Carell, in fact, is the real surprise here, playing a role we’ve come to expect from him while adding a twist. Formerly the world’s pre-eminent Proustian scholar, Frank took some wrong turns that led to his termination at the university; took a few more wrong turns that further led to the breakdown of his life, inevitably resulting in attempted suicide. Although the directors employ him primarily for comic effect, one detects the devastating tragedy blistering below the surface. Carell plays it impeccably, lending just enough comedy and grief to his portrayal of Frank. Hopefully he returns for more roles that allow him to demonstrate his surprising versatility as an actor.
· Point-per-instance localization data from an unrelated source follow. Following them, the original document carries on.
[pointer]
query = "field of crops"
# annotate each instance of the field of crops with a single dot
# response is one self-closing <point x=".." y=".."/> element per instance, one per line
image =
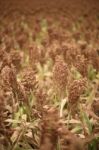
<point x="49" y="75"/>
What Little Miss Sunshine leaves us with is something of a mixed bag. Even if the narrative fails to produce much originality, the movie nonetheless features a number of hilarious set ups—many of which involve their perpetually deteriorating vehicle. Likewise, the characters are well written, while working much more effectively when relegated to individual performances. And the satire is insightful, if you ignore all the feel-good crap tacked on to the end. I will say that there are sure to be (and already have been) funnier, more well-written films this year, but—for better or worse—none so adorable as Little Miss Sunshine.
Little Miss Sunshine is playing in limited release.